The room for maneuver is narrow, since different realistic scenarios project additional land requirements for Africa ranging from a hundred to more than 500 million hectares – and this, with often modest assumptions of climate change and its impact on yields.

If we were to limit ourselves to cultivating the areas currently cultivated (excluding grassland), we would have to multiply by eight the food imports in sub-Saharan Africa. Other studies show that to maintain the level of self-sufficiency, it would be necessary not only to close the yield gap between the existing and the potential, but also to multiply the number of crops on the same surface, which requires a lot of irrigation. wider.

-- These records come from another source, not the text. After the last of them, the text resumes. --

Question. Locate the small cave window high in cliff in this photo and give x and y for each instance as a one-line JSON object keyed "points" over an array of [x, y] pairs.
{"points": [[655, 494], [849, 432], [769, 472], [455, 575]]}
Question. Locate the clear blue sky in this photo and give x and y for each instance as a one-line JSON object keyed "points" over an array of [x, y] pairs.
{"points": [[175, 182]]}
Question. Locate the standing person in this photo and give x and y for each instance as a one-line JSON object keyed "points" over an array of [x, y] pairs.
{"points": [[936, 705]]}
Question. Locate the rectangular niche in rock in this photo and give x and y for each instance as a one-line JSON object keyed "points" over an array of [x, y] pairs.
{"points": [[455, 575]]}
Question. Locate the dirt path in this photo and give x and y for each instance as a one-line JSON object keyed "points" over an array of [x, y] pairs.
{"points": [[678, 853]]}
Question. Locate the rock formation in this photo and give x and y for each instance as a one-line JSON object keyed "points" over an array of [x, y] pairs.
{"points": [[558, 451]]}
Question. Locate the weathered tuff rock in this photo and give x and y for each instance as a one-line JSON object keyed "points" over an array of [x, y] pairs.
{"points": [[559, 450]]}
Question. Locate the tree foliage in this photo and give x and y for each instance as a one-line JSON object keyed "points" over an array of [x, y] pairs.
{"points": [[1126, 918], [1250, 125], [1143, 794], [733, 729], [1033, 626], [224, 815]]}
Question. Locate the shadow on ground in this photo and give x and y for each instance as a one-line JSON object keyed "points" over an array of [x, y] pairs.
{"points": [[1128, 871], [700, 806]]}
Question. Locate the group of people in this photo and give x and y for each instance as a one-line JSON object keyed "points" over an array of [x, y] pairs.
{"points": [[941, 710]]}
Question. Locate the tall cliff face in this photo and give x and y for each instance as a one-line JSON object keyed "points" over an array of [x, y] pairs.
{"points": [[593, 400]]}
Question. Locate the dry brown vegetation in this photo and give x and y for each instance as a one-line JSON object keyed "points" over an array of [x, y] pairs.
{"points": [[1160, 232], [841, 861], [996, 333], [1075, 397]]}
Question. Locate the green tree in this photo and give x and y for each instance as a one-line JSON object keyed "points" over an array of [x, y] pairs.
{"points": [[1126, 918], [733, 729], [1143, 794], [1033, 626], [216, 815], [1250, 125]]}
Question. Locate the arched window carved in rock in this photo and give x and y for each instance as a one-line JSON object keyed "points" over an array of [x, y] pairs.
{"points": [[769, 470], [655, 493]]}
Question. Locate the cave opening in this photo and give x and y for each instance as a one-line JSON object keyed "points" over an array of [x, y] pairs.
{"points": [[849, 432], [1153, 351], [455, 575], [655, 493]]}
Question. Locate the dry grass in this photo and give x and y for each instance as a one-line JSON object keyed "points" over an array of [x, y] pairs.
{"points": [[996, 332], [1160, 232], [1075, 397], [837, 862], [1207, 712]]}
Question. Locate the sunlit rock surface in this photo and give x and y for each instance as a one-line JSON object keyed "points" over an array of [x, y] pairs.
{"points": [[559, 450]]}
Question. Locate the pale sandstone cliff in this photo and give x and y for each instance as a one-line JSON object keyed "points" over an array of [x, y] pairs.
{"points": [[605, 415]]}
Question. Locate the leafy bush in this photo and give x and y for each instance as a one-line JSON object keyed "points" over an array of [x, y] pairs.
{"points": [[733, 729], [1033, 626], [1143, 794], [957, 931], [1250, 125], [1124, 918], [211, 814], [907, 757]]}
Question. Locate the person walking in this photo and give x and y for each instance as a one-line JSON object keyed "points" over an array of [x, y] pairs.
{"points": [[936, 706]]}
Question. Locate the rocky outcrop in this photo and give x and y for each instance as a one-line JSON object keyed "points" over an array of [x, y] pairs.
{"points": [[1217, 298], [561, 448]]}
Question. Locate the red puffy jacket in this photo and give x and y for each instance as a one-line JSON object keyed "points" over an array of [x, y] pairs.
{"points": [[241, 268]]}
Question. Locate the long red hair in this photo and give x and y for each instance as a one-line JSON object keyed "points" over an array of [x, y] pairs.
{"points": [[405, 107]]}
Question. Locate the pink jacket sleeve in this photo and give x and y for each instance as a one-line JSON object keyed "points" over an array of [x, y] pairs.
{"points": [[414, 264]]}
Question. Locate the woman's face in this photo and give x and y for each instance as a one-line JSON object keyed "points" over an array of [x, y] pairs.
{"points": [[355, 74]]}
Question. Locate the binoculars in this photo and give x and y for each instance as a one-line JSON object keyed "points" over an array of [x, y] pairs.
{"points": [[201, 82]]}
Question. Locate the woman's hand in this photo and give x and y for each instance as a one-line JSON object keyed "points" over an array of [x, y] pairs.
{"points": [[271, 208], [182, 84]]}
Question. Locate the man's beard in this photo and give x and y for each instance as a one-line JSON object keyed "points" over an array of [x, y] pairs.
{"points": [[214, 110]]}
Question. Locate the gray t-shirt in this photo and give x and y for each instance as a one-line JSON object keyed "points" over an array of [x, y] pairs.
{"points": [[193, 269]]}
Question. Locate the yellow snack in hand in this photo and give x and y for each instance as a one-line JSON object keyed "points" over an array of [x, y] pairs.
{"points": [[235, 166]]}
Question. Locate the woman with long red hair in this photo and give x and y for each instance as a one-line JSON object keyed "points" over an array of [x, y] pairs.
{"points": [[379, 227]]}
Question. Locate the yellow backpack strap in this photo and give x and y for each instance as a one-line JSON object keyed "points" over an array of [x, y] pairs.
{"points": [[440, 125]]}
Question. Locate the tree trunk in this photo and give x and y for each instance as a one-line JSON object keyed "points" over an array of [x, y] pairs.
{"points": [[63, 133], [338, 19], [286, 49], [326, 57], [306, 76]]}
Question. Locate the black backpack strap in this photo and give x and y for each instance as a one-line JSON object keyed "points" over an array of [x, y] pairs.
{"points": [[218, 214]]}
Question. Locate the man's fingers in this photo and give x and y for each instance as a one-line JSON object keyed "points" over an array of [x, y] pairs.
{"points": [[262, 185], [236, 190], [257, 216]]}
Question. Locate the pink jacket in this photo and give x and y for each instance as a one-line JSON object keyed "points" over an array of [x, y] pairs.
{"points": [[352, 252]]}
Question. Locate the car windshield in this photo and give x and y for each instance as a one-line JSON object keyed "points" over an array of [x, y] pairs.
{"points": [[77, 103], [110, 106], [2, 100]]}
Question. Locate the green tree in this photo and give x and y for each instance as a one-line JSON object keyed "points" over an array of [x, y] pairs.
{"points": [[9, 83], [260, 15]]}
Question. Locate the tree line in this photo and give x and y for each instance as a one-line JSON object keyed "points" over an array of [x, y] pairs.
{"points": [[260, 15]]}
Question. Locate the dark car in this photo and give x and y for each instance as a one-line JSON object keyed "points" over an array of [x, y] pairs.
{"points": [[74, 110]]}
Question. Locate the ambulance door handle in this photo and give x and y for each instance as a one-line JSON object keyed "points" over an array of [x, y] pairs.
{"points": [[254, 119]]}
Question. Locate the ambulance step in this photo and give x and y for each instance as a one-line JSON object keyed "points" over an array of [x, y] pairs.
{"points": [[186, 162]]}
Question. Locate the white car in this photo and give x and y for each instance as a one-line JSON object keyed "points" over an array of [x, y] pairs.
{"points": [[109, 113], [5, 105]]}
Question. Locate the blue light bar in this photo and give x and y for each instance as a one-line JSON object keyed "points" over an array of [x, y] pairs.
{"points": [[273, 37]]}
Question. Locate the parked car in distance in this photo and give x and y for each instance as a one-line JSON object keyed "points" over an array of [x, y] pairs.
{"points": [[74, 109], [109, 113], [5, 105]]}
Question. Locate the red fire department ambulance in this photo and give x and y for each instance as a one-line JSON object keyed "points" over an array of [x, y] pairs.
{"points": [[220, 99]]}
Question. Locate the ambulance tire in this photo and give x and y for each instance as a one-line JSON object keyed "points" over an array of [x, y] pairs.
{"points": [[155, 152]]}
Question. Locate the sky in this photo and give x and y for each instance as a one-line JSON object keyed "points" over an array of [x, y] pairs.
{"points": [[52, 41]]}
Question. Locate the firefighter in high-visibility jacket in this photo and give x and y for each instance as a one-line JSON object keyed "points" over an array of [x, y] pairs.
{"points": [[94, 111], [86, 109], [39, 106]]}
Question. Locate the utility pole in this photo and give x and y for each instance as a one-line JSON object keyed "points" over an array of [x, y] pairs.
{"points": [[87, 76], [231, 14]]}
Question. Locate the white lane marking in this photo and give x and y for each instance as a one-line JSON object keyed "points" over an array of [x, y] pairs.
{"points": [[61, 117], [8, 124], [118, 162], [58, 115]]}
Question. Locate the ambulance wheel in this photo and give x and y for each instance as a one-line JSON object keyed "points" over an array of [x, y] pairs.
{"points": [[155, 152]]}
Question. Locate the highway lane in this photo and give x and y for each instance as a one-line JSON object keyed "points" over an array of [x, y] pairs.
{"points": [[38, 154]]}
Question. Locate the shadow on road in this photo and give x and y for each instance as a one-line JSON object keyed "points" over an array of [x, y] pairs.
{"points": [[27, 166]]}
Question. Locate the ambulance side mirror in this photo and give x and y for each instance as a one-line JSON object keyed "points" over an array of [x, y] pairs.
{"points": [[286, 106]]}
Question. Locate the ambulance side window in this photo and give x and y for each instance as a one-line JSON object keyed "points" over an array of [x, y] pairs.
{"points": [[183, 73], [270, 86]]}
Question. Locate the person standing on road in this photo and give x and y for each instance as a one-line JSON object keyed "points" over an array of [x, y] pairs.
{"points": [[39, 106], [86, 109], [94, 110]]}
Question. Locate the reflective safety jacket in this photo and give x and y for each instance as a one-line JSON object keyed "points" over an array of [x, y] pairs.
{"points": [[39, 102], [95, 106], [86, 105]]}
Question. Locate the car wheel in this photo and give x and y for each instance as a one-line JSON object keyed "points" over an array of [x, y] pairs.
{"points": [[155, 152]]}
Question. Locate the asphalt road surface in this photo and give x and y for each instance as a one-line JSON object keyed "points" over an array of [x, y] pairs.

A compromise remains to be found, but the rise in yields remains unavoidable. In this logic, supporting agriculture by improving the productivity of the land would have a triple virtue: limiting the environmental impact of this growth, fighting against dependence on international markets, but also fighting against poverty and therefore improve food security. Supporting agriculture in Africa would be twice as effective as implementing policies to increase productivity in the industrial sector to fight poverty.

The revival of agricultural supply – which would benefit farmers, who are also the poorest – and the search for greater food independence will therefore once again become priority subjects in the years to come.

* Benoît Faivre-Dupaigre is in charge of research, economic diagnostics and public policies department, within the French Development Agency (AFD). This article was co-written with Bio Goura Soulé (Institute for Research and Application of Development Methods/ECOWAS). For a more detailed analysis of these questions, read The African Economy 2023, published by La Découverte in January 2023.